What is known about the concert hall attack in Moscow

The biggest attack to strike a concert hall in Moscow in years occurred on Friday. Days after President Vladimir Putin took office for a fifth time, gunmen broke into the facility and murdered over 130 people. Four members of the Islamic State group (IS) are claimed to have carried out the attack. This is the current state of knowledge. Just after 20:00 (17:00 GMT) on Friday night, gunmen broke into the foyer of Crocus City Hall, a musical venue for the rock group Picnic, which was scheduled to take place on the outskirts of Moscow, 20km (12 miles) from the Kremlin. On camera, at least four individuals could be seen firing indiscriminately before entering the music hall and starting to fire.  A woman inside the theater claimed that as soon as she realized shots were being fired, she and other guests hurried towards the stage. “I saw a person in the stalls with a sidearm and there were cracks [of gunfire] going off, I was trying to crawl behind a loudspeaker,” she stated on Russian television.

There is a glimpse of flames within the hallway at one point. Later, glass on the top two stories of the seven-story building burst out, and flames consumed the facade. According to Russia’s Investigative Committee, “the terrorists used a flammable liquid to set fire to the concert hall’s premises, where spectators were located, including wounded.” Although 160 tonnes of water were dropped by helicopters, it took roughly ten hours to put out the fire. Hundreds had been slain and injured by the time the suspects managed to flee; by some estimates, the attack lasted for roughly twenty minutes. Some people died from smoke inhalation, while many others died from bullet wounds. The members of Picnic’s band escaped uninjured. For the event, almost 6,000 Russians had gone to the shopping and entertainment complex. There has been a steady increase in the death toll. At least 137 deaths have been reported by Sunday afternoon.
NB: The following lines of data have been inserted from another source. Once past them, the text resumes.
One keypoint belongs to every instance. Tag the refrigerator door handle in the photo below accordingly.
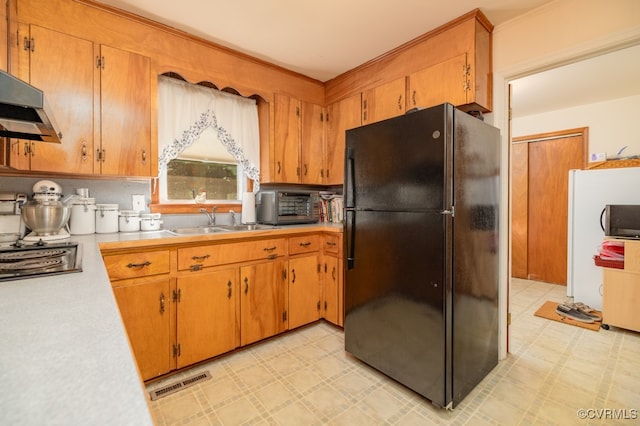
(350, 216)
(350, 179)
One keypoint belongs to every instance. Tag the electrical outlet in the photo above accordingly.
(137, 203)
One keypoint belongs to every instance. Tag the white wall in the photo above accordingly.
(612, 124)
(560, 32)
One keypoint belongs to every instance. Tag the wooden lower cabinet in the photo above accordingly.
(207, 315)
(304, 290)
(185, 304)
(263, 300)
(146, 310)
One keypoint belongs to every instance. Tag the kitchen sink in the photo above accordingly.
(247, 227)
(197, 230)
(209, 229)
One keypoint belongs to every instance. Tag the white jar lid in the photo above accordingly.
(150, 216)
(84, 201)
(107, 206)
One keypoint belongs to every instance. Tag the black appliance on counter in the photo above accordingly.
(421, 285)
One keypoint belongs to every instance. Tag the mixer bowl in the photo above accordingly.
(45, 218)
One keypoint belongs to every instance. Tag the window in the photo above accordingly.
(208, 142)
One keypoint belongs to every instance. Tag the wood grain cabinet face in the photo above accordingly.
(385, 101)
(448, 81)
(101, 99)
(263, 300)
(207, 315)
(299, 141)
(341, 116)
(63, 67)
(147, 311)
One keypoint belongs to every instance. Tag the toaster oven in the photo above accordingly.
(281, 207)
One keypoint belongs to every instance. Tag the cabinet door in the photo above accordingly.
(447, 81)
(125, 113)
(207, 322)
(287, 139)
(304, 290)
(312, 144)
(384, 101)
(341, 116)
(146, 312)
(263, 301)
(63, 67)
(331, 280)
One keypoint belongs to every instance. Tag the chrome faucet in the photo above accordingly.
(211, 216)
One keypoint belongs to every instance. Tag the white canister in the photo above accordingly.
(150, 221)
(106, 218)
(129, 221)
(83, 216)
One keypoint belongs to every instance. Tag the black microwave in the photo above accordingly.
(622, 220)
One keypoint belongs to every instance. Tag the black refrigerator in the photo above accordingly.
(421, 212)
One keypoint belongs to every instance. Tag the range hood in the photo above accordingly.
(24, 112)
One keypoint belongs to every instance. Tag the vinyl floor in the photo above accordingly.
(555, 374)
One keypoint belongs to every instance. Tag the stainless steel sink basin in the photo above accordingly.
(197, 230)
(202, 230)
(247, 227)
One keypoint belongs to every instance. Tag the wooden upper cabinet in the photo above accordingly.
(385, 101)
(299, 141)
(287, 112)
(312, 162)
(62, 67)
(341, 116)
(448, 81)
(125, 113)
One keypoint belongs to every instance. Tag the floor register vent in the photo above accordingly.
(178, 386)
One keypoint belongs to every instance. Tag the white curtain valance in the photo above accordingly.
(186, 110)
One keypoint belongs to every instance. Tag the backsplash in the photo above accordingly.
(104, 191)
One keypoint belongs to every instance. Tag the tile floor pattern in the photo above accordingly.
(305, 378)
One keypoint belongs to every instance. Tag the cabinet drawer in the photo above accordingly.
(220, 254)
(304, 244)
(332, 244)
(133, 265)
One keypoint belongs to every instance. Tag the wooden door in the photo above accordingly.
(287, 139)
(263, 301)
(447, 81)
(312, 144)
(304, 291)
(125, 113)
(146, 311)
(207, 321)
(546, 160)
(341, 116)
(385, 101)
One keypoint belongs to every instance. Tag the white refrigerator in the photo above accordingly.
(589, 192)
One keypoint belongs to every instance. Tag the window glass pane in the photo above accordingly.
(188, 178)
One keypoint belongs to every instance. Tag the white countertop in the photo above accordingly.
(64, 355)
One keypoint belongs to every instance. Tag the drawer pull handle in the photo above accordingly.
(206, 256)
(138, 265)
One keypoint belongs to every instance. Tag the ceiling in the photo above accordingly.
(318, 39)
(324, 39)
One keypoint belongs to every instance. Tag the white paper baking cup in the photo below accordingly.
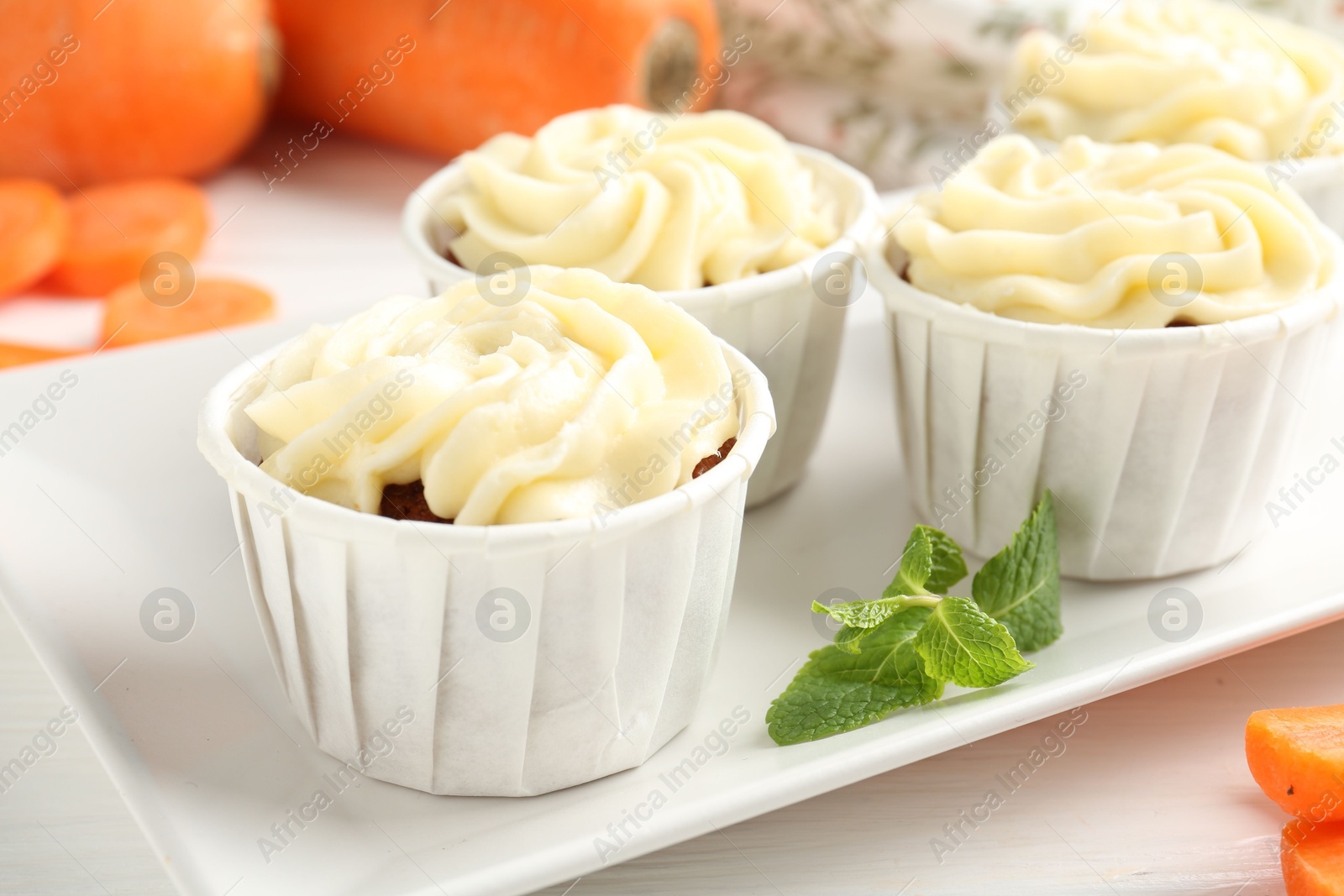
(779, 320)
(1162, 461)
(613, 631)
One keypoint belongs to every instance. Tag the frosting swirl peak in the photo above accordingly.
(582, 396)
(1090, 234)
(1184, 71)
(667, 202)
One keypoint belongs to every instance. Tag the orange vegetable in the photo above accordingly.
(131, 317)
(1314, 859)
(93, 90)
(33, 233)
(114, 228)
(13, 354)
(1297, 758)
(444, 76)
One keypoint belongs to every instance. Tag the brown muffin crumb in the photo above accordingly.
(712, 461)
(407, 501)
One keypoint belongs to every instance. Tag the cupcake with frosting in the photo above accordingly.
(1200, 71)
(543, 497)
(716, 211)
(1128, 325)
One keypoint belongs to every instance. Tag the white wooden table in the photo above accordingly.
(1149, 795)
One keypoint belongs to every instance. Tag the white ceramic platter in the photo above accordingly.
(108, 501)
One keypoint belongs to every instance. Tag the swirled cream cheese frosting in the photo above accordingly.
(581, 398)
(669, 202)
(1115, 235)
(1183, 71)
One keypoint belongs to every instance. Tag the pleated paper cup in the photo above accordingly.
(1162, 446)
(510, 660)
(790, 322)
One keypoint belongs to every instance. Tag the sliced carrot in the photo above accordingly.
(34, 226)
(1314, 859)
(114, 228)
(1297, 758)
(13, 354)
(131, 317)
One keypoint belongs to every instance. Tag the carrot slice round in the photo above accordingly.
(34, 226)
(131, 317)
(1297, 758)
(114, 228)
(15, 354)
(1314, 859)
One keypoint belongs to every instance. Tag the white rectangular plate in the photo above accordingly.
(108, 500)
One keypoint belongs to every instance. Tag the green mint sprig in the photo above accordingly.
(904, 647)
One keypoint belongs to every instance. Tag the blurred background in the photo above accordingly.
(284, 125)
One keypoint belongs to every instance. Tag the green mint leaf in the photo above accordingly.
(1019, 586)
(864, 614)
(916, 564)
(850, 638)
(958, 642)
(931, 563)
(860, 617)
(837, 691)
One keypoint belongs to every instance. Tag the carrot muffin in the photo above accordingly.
(582, 396)
(1186, 71)
(1115, 235)
(1135, 328)
(669, 202)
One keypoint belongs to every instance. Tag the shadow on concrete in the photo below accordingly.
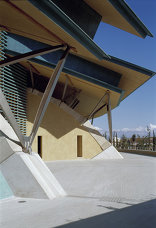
(141, 215)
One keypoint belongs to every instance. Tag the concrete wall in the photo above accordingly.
(59, 132)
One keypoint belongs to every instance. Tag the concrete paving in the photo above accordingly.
(116, 193)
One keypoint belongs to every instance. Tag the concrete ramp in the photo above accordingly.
(29, 177)
(109, 151)
(25, 174)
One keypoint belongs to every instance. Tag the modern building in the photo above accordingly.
(42, 40)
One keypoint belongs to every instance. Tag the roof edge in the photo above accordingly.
(131, 66)
(123, 8)
(72, 72)
(61, 19)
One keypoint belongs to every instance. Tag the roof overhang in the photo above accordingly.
(93, 78)
(117, 13)
(45, 22)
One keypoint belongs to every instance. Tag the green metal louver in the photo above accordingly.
(13, 82)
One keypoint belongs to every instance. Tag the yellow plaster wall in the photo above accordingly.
(59, 132)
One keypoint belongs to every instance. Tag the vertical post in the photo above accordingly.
(47, 94)
(65, 88)
(109, 117)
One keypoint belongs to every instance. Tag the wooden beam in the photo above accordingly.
(29, 55)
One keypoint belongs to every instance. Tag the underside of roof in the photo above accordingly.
(88, 80)
(90, 72)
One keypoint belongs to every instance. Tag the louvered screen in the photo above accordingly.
(13, 82)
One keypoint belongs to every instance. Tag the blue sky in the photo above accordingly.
(139, 109)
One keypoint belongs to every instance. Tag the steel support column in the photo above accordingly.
(109, 118)
(29, 55)
(95, 108)
(11, 119)
(47, 95)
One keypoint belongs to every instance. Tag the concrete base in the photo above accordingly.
(109, 153)
(29, 177)
(7, 132)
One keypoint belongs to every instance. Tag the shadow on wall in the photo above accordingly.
(56, 121)
(142, 215)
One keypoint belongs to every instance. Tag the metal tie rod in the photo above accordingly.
(29, 55)
(11, 119)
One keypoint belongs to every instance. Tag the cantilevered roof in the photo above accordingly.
(117, 13)
(45, 22)
(92, 78)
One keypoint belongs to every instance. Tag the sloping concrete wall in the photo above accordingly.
(59, 130)
(5, 190)
(109, 151)
(29, 177)
(7, 132)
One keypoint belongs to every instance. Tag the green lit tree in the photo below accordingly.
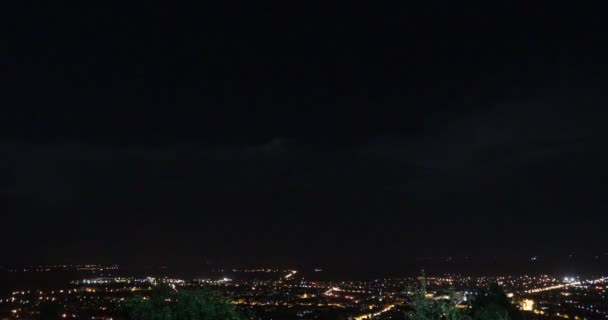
(49, 311)
(431, 309)
(492, 303)
(165, 303)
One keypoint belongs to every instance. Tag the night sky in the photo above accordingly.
(301, 133)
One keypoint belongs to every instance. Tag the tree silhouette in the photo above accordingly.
(165, 303)
(492, 303)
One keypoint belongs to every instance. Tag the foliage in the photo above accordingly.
(492, 303)
(49, 311)
(165, 303)
(430, 309)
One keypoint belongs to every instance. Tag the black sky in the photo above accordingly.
(299, 133)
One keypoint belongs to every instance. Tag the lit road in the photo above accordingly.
(369, 315)
(567, 285)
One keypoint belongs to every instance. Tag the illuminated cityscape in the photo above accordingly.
(97, 292)
(304, 160)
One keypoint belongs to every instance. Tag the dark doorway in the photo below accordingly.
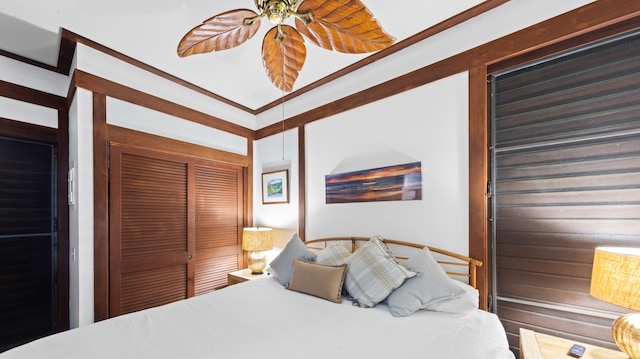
(28, 306)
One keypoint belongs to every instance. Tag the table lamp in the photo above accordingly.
(616, 279)
(256, 240)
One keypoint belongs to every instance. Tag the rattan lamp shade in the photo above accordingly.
(256, 240)
(616, 279)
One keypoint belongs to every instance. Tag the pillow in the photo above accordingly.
(335, 254)
(463, 303)
(432, 285)
(373, 273)
(318, 280)
(282, 265)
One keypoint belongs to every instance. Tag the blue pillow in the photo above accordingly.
(432, 285)
(281, 266)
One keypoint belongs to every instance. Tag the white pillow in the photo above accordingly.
(463, 303)
(281, 266)
(373, 273)
(334, 255)
(430, 286)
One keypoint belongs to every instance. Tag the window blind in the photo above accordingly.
(566, 174)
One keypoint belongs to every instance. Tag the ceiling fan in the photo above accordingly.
(342, 25)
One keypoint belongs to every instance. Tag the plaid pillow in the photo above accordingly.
(333, 255)
(373, 273)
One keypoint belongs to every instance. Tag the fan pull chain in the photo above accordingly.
(282, 88)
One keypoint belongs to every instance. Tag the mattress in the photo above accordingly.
(263, 319)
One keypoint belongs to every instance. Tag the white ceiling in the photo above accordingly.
(149, 31)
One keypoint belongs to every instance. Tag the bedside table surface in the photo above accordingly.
(246, 274)
(542, 346)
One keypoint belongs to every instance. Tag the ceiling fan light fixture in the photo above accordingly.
(345, 26)
(277, 11)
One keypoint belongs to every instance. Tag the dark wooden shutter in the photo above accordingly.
(27, 242)
(567, 179)
(218, 224)
(149, 251)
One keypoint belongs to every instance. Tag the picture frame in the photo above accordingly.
(275, 187)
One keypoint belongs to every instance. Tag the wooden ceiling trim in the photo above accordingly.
(37, 97)
(70, 36)
(434, 30)
(24, 130)
(595, 16)
(109, 88)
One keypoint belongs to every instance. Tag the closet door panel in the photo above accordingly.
(149, 252)
(218, 224)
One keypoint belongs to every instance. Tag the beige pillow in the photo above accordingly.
(318, 280)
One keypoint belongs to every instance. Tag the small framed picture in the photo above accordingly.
(275, 187)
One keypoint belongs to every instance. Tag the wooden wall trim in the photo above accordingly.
(100, 208)
(27, 131)
(432, 31)
(302, 180)
(37, 97)
(70, 36)
(109, 88)
(62, 191)
(478, 177)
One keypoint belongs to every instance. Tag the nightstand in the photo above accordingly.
(542, 346)
(243, 275)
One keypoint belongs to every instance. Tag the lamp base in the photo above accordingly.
(257, 262)
(626, 333)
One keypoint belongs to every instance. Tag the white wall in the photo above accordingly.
(275, 153)
(81, 210)
(428, 124)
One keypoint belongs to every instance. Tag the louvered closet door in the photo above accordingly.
(175, 224)
(218, 224)
(149, 251)
(567, 179)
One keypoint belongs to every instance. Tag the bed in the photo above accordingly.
(264, 318)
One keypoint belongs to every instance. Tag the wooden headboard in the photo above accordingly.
(449, 260)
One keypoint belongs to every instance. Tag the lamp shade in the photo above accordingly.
(257, 239)
(616, 276)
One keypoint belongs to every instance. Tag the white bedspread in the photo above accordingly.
(260, 318)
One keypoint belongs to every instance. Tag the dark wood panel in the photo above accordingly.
(613, 211)
(589, 149)
(592, 329)
(618, 180)
(583, 167)
(535, 250)
(566, 171)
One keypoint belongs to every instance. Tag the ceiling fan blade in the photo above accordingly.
(283, 58)
(344, 26)
(221, 32)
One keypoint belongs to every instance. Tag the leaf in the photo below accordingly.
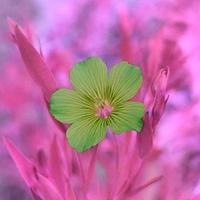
(89, 77)
(126, 117)
(86, 133)
(124, 81)
(67, 106)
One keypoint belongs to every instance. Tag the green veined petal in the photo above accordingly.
(90, 77)
(124, 81)
(86, 133)
(67, 106)
(127, 116)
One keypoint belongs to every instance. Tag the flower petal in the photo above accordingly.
(90, 77)
(124, 81)
(127, 116)
(86, 133)
(67, 106)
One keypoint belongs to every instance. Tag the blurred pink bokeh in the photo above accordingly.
(160, 36)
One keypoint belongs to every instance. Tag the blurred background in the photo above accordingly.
(151, 34)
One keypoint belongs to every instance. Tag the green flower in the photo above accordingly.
(99, 100)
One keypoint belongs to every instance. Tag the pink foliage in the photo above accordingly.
(160, 162)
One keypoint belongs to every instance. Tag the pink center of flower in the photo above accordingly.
(104, 110)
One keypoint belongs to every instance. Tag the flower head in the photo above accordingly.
(99, 100)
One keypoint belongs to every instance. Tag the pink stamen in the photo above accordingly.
(104, 111)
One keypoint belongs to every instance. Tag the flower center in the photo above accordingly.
(103, 109)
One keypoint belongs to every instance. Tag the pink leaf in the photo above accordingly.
(145, 137)
(56, 167)
(34, 62)
(159, 88)
(40, 185)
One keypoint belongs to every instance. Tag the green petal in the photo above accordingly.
(90, 77)
(67, 106)
(86, 133)
(124, 81)
(126, 117)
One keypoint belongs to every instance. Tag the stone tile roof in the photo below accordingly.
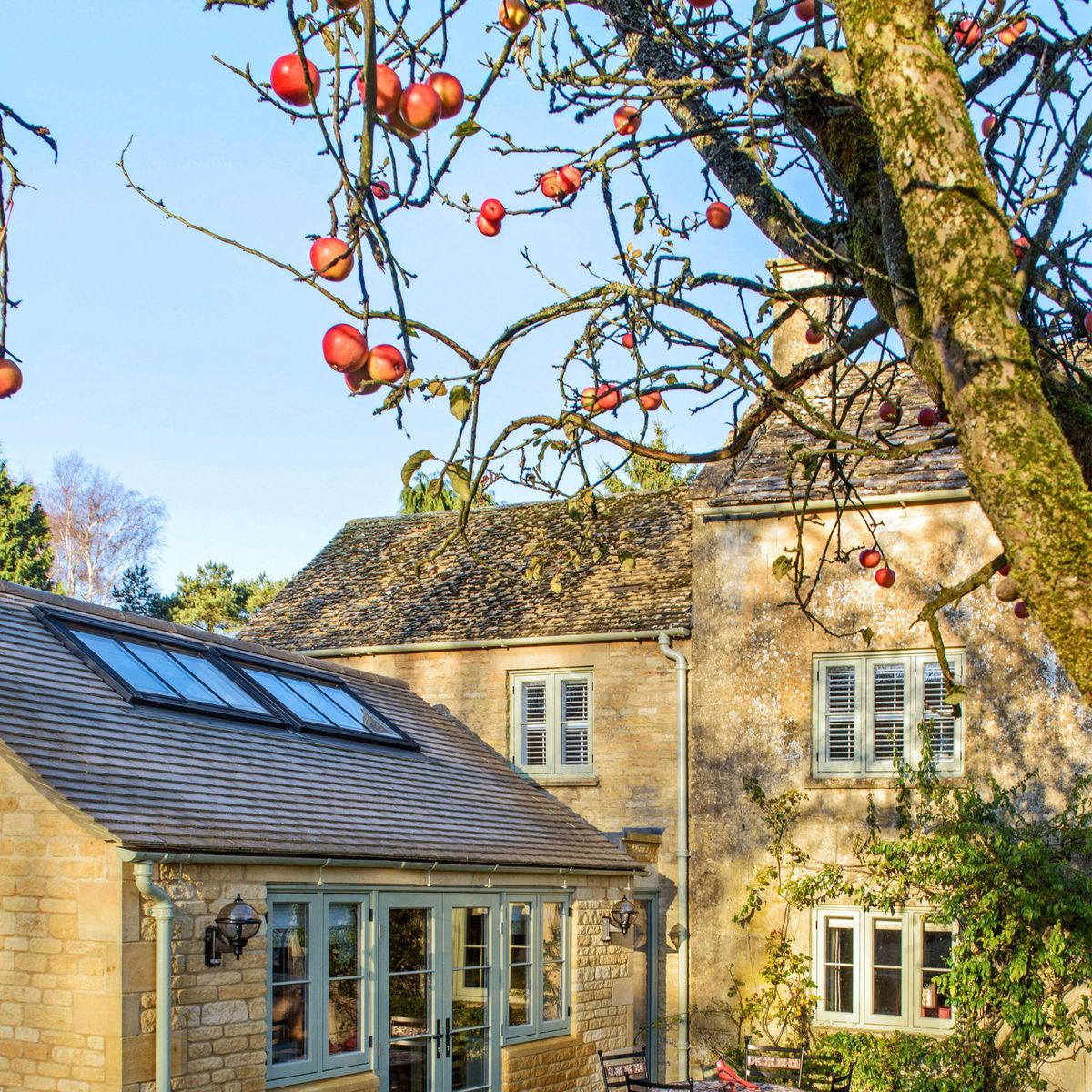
(360, 590)
(150, 778)
(759, 475)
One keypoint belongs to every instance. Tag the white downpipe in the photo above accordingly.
(682, 854)
(163, 911)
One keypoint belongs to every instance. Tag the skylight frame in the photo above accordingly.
(398, 737)
(66, 627)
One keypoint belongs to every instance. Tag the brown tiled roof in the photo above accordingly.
(760, 474)
(159, 779)
(360, 590)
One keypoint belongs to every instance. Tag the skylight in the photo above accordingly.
(187, 672)
(320, 704)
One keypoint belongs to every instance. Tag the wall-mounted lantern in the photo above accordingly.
(620, 920)
(235, 925)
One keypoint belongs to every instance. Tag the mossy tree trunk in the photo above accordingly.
(1020, 465)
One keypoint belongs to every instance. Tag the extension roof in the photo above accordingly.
(759, 475)
(361, 590)
(174, 780)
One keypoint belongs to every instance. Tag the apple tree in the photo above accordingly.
(928, 161)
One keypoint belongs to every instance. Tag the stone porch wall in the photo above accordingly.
(60, 948)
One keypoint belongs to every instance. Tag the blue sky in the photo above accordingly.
(194, 371)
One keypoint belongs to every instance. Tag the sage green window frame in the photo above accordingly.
(320, 1062)
(855, 705)
(913, 924)
(555, 747)
(550, 958)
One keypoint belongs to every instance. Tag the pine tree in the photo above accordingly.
(25, 551)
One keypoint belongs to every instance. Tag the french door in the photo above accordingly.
(440, 993)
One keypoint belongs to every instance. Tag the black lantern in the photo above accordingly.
(621, 918)
(235, 925)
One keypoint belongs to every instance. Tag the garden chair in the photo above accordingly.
(770, 1063)
(621, 1065)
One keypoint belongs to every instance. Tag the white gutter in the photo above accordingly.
(150, 856)
(511, 642)
(163, 911)
(714, 512)
(682, 851)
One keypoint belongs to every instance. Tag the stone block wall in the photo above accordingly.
(60, 950)
(753, 698)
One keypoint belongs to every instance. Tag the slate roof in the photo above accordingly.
(360, 590)
(181, 781)
(759, 475)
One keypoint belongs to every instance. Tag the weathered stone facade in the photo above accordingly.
(753, 698)
(633, 784)
(60, 948)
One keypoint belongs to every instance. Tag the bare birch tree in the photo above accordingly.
(98, 528)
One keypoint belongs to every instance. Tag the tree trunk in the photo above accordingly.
(1020, 465)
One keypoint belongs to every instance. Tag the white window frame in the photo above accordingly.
(865, 763)
(554, 682)
(913, 923)
(539, 1026)
(321, 1063)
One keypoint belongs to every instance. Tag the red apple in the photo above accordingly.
(344, 348)
(487, 227)
(718, 216)
(388, 88)
(1009, 35)
(11, 378)
(967, 33)
(571, 178)
(398, 126)
(331, 259)
(288, 81)
(627, 120)
(450, 91)
(420, 106)
(513, 15)
(599, 399)
(551, 185)
(871, 557)
(386, 364)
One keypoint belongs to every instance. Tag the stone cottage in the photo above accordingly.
(227, 867)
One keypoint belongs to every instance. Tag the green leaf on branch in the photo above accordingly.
(414, 463)
(460, 402)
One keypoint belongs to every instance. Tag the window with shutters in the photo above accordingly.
(551, 721)
(878, 970)
(876, 709)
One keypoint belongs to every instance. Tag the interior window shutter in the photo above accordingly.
(574, 722)
(533, 722)
(889, 704)
(936, 714)
(841, 720)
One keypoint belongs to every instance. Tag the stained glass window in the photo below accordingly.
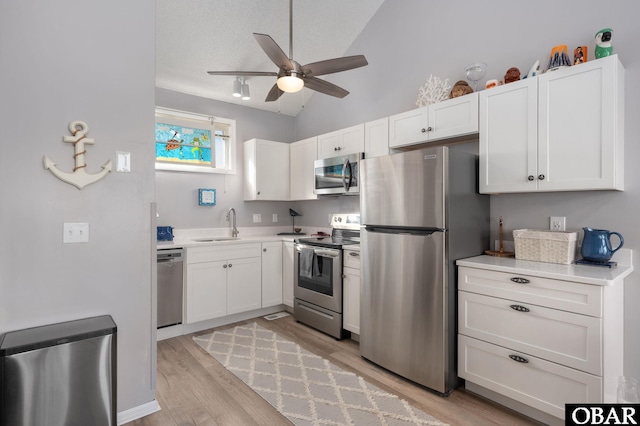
(190, 142)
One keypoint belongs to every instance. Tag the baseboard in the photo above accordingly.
(138, 412)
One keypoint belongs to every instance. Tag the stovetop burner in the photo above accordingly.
(341, 234)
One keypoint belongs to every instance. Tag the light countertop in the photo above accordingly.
(596, 275)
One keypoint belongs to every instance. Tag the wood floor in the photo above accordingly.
(194, 389)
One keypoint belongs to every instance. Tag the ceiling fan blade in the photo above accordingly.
(274, 94)
(273, 51)
(245, 73)
(325, 87)
(331, 66)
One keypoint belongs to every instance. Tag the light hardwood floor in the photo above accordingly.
(194, 389)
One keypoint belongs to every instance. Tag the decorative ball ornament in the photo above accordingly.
(433, 91)
(461, 88)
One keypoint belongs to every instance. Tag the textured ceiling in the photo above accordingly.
(196, 36)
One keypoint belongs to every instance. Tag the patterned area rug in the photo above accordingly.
(304, 387)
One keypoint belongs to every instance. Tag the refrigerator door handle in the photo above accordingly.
(401, 230)
(346, 184)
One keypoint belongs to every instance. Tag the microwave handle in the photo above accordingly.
(346, 184)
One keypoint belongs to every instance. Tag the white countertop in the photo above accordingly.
(184, 238)
(596, 275)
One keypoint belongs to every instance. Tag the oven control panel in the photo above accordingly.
(345, 221)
According to the initial official list of dead, the oldest victim appeared to be in her 70s and had three children. Authorities have cautioned that additional people could perish in addition to the dead and that at least 60 people are still in critical condition. On the northwest edge of Moscow, Krasnogorsk, Khimki, and other neighboring towns accounted for a large number of the dead and injured.  A manhunt was launched after it seems that the attackers were able to flee the chaos and fire they had left behind. The attackers, according to Russian MP Alexander Khinshtein, drove off in a white Renault. He claimed that when police attempted to halt the car in the Bryansk area, some 340 kilometers (210 miles) from Moscow, they were able to apprehend two persons while the other two ran away. The Russian Federal Security Service (FSB) declared that 11 persons had been detained, including four who were “directly involved,” around 14 hours after the initial reports of the shooting. On Sunday, four suspects—Dalerdzhon Mirzoyev, Muhammadsobir Fayzov, Shamsidin Fariduni, and Saidakrami Murodali Rachabalizoda—were brought into a Moscow courtroom.

Each of them faces a life sentence in jail after being accused of terrorism. All four were from Tajikistan, according to Russia’s official news agency Tass. IS claimed responsibility for the attack in a succinct statement on Friday. It published a picture on Saturday purporting to show the four attackers, all of whom were wearing masks. Later, the organization made extremely gory attack footage public. The BBC has confirmed the authenticity of the video, which shows one of the gunmen starting to fire on many individuals. This video will not be shown on the BBC. The IS claim was made two weeks after the US issued a warning about a possible attack targeting “large gatherings” in Moscow; Russian officials have not responded to the warning. Russian officials have expressed dissatisfaction with the US intelligence’s lack of specificity. And only last week, Putin said: “Recent provocative statements by a number of official Westerns structures about the possibility of terrorist attacks in Russia… resembles outright blackmail and an intention to intimidate and destabilise our society.”